で、問題は名古屋が右のオフェンシブハーフに誰を使うか。普通に考えればシャビエルがここに入って、大阪の皆さん復活しましたよと赤﨑をジョーと組ませるはず。

個人的には先発予想はしていないが、例えば相馬もセレッソ戦よりは、ガンバ相手の方がスペースがある分、やり易いでしょう。やり易いが、藤春と同じ土俵に立って走りあいするメリットがどうかというところ。もちろん守備だけ考えれば彼の方がシャビエルより計算出来る。清水は最終ライン5人、中盤に3枚のフィルターを置いて、それでもなおガンバの左サイドで数的優位作られてやられましたからね。名古屋の最終ライン4枚、中盤4枚(いや実質2枚)のブロックでどう守るんですか大丈夫!ボールを持っていれば攻められません!

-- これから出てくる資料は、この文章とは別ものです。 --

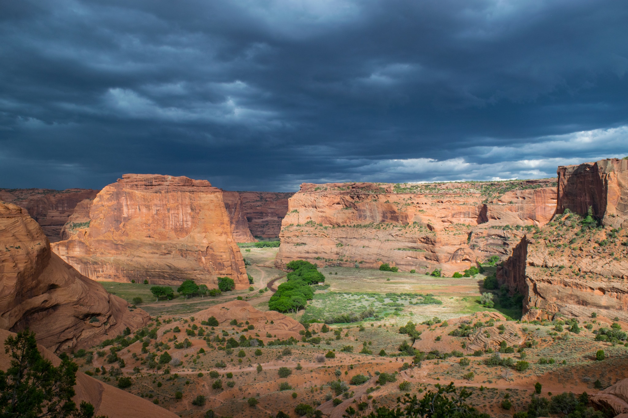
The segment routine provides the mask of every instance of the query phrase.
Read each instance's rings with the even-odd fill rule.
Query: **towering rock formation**
[[[609,159],[558,167],[557,212],[586,216],[588,208],[604,225],[628,227],[628,160]]]
[[[242,208],[238,192],[223,191],[222,200],[231,222],[231,234],[237,243],[252,243],[257,241],[251,234],[249,222]]]
[[[559,214],[524,238],[497,271],[523,295],[528,319],[595,312],[628,320],[628,237],[617,229],[628,226],[627,164],[558,167]],[[584,219],[589,207],[602,228]]]
[[[13,203],[28,211],[48,237],[55,243],[68,218],[81,201],[92,199],[98,193],[90,189],[0,189],[0,201]]]
[[[0,328],[30,328],[53,351],[87,348],[135,330],[149,317],[131,310],[50,251],[41,227],[26,211],[0,202]]]
[[[191,279],[212,287],[227,276],[245,288],[244,262],[223,195],[204,180],[125,174],[94,199],[89,221],[79,222],[89,225],[53,249],[96,280],[176,285]]]
[[[290,199],[275,264],[387,263],[450,276],[492,254],[509,255],[523,229],[545,224],[555,209],[553,179],[303,184]]]
[[[281,221],[288,212],[288,199],[294,193],[238,192],[242,210],[254,236],[274,238],[279,236]],[[240,241],[242,242],[242,241]]]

ただ、風間監督は相手に合わせた采配はしないので、まあきっとシャビエルだそうに違いない。全ては「ボール保持」を前提に作られたチームであると、私たちはルヴァンで学んだばかりです。

ということで、参考になったかは分かりませんが、これを読んで少しでも週末の試合が楽しみになってもらえればありがたい。ただ先に書いておくと、次回以降の予定は当然未定だ。

なんせわたしは理想の旦那、理想のパパなので。